Please let me know if I should supply any more information. Any help will be greatly appreciated.

yangheng95 commented 2 years ago

First, I recommend you to set learning_rate=1e-5, l2reg=1e-8 as you use the deberta-ve3-bert.

Then, if the problem is still, please test if other datasets work fine

yangheng95 commented 2 years ago

The final attempt to fix this problem will be sharing a balanced cut of your dataset for debugging

BrandonFair commented 2 years ago

First, I recommend you to set learning_rate=1e-5, l2reg=1e-8 as you use the deberta-ve3-bert.

Then, if the problem is still, please test if other datasets work fine

It works, thank you :). Its also performing quite well.
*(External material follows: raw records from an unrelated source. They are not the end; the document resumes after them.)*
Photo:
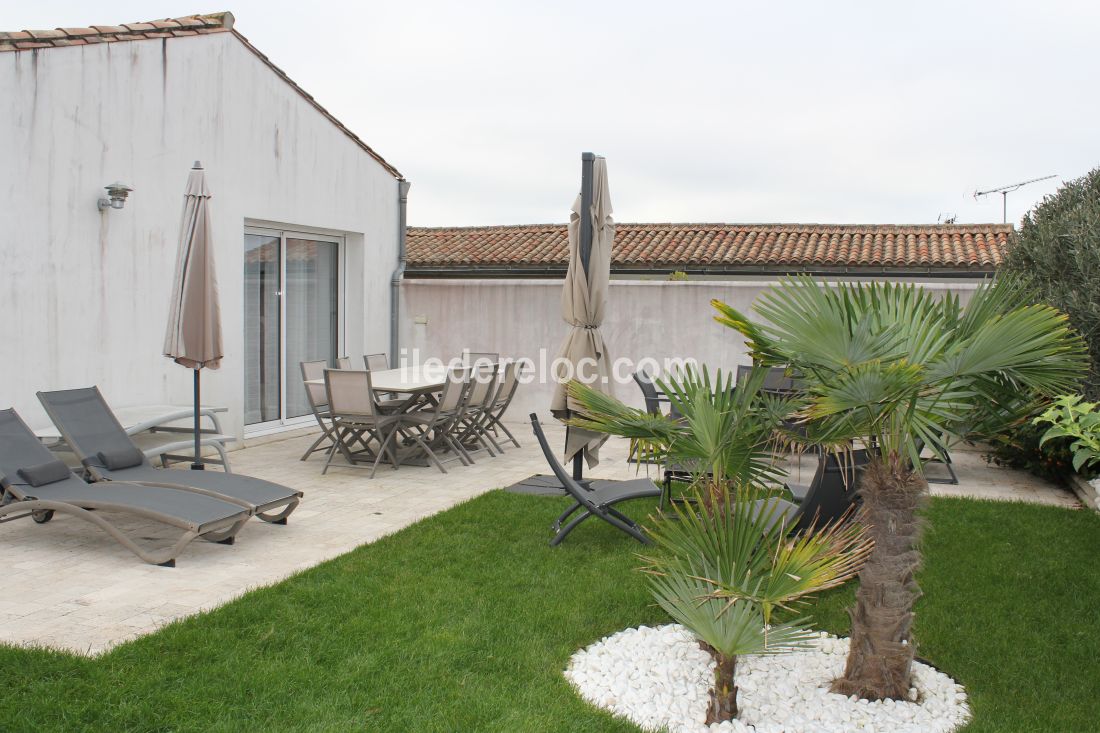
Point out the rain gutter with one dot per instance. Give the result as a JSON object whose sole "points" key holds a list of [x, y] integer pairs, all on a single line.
{"points": [[395, 282]]}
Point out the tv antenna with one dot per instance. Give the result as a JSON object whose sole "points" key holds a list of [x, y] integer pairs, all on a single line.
{"points": [[1004, 190]]}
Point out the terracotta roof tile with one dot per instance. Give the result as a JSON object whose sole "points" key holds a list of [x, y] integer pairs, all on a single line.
{"points": [[166, 29], [719, 247], [64, 36]]}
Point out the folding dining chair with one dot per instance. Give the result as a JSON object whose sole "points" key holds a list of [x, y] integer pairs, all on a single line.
{"points": [[318, 403], [356, 420], [432, 426], [480, 398], [509, 382]]}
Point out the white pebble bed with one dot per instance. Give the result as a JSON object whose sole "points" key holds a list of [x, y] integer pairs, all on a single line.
{"points": [[659, 678]]}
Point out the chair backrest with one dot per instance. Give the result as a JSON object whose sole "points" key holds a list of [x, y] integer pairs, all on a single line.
{"points": [[19, 449], [480, 358], [648, 392], [571, 487], [509, 381], [376, 362], [834, 488], [454, 390], [778, 379], [316, 394], [350, 392], [483, 382], [86, 422]]}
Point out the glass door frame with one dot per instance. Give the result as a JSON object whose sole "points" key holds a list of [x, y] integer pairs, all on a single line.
{"points": [[284, 423]]}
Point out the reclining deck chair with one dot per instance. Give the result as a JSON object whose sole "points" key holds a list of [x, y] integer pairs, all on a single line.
{"points": [[34, 483], [833, 490], [600, 501], [108, 453]]}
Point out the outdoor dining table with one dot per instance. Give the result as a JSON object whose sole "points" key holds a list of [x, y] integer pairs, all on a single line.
{"points": [[416, 381], [419, 382]]}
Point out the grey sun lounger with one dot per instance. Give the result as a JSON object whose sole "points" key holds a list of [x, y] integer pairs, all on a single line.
{"points": [[33, 483], [108, 453]]}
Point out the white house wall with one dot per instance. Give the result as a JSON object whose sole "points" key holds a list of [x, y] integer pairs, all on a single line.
{"points": [[86, 293], [656, 319]]}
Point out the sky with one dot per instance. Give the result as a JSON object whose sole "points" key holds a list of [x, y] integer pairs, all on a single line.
{"points": [[829, 112]]}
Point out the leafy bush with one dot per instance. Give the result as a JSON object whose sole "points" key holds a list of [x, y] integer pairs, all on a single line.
{"points": [[1078, 423], [1019, 448], [1058, 252]]}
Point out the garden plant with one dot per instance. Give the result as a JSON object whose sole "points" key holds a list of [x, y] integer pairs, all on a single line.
{"points": [[726, 567], [902, 370]]}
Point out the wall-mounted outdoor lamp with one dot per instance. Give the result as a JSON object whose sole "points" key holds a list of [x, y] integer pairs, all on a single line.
{"points": [[116, 196]]}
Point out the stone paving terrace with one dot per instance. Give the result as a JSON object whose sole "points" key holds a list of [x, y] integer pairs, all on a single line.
{"points": [[68, 586]]}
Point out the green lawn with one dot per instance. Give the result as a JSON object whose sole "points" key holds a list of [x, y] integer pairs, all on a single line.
{"points": [[464, 621]]}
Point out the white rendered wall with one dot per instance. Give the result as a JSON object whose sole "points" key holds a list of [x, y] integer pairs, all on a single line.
{"points": [[658, 319], [85, 296]]}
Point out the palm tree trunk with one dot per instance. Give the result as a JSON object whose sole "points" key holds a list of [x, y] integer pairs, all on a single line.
{"points": [[724, 692], [881, 655]]}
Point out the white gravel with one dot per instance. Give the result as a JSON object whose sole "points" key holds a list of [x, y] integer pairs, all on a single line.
{"points": [[660, 679]]}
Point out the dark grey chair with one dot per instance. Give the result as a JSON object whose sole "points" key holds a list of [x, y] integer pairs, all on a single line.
{"points": [[108, 453], [34, 483], [600, 501], [833, 491], [945, 461]]}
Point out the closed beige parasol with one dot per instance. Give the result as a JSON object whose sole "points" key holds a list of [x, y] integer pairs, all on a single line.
{"points": [[583, 301], [194, 334]]}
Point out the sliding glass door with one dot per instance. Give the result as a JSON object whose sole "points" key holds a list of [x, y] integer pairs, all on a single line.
{"points": [[292, 296]]}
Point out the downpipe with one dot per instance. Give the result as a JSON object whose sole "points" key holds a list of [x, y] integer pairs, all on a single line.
{"points": [[395, 282]]}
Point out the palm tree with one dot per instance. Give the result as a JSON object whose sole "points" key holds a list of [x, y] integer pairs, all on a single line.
{"points": [[730, 572], [727, 568], [902, 369]]}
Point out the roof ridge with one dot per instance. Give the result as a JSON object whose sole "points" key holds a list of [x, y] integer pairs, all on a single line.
{"points": [[719, 248], [164, 28], [736, 225], [187, 25]]}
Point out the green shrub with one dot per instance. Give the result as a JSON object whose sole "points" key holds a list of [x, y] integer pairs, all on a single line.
{"points": [[1079, 423], [1019, 448], [1057, 250]]}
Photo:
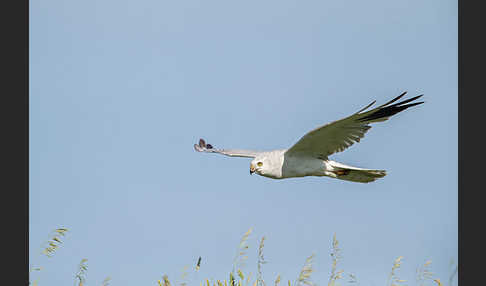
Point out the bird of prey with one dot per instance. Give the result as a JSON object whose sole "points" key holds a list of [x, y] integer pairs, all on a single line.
{"points": [[309, 156]]}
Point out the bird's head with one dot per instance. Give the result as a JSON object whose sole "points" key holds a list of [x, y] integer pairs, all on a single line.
{"points": [[257, 165]]}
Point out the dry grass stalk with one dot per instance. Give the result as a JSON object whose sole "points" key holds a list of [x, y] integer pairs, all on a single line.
{"points": [[277, 280], [198, 264], [336, 256], [393, 280], [305, 273], [240, 256], [82, 272], [261, 261], [165, 280], [453, 274]]}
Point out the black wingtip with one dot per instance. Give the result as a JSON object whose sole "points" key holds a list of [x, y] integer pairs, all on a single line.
{"points": [[389, 110]]}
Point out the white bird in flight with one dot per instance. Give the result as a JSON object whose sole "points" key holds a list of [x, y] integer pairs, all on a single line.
{"points": [[309, 156]]}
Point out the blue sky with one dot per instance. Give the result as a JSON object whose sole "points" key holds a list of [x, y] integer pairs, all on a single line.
{"points": [[121, 90]]}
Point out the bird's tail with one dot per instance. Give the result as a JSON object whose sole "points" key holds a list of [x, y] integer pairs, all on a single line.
{"points": [[354, 174]]}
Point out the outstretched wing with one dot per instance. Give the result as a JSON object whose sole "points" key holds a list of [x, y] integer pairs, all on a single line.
{"points": [[339, 135], [208, 148]]}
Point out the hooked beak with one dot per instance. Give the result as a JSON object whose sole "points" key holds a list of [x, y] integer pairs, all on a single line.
{"points": [[252, 169]]}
My dataset is quite small(5000) and very imbalanced(90% neutral). Are there any other parameters that might be worth investigating? Is there another ABSA model that might have better performance? Is it worth trying to first fine-tune the model on another dataset (such as SemEval) and then fine-tune it on my dataset?

Sorry about all the questions, but any answers will be invaluable.

yangheng95 commented 2 years ago

You can try your last hypothesis, and I have no more recommendations. However, you can find more research about ABSA on GitHub, good luck!

pepi99 commented 2 years ago

Hey, Brandon, can I ask you for some help with the process?

enzo-ca commented 2 years ago

Is it worth trying to first fine-tune the model on another dataset (such as SemEval) and then fine-tune it on my dataset?

@BrandonFair did you ever try your last question? If so, what were the results?

BrandonFair commented 1 year ago

Hey, Brandon, can I ask you for some help with the process?

Sorry for the late reply @pepi99. Yes I can help, but it seems like you might have found a solution in another issue.

BrandonFair commented 1 year ago

h trying to first fine-tune the model on another dataset (such as SemEval) and then fine-tune it on my dataset?

From what I recall, it worked best when I only fine tuned on the target corpus @enzo-ca. However, my target corpus and SemEval were from very different domains.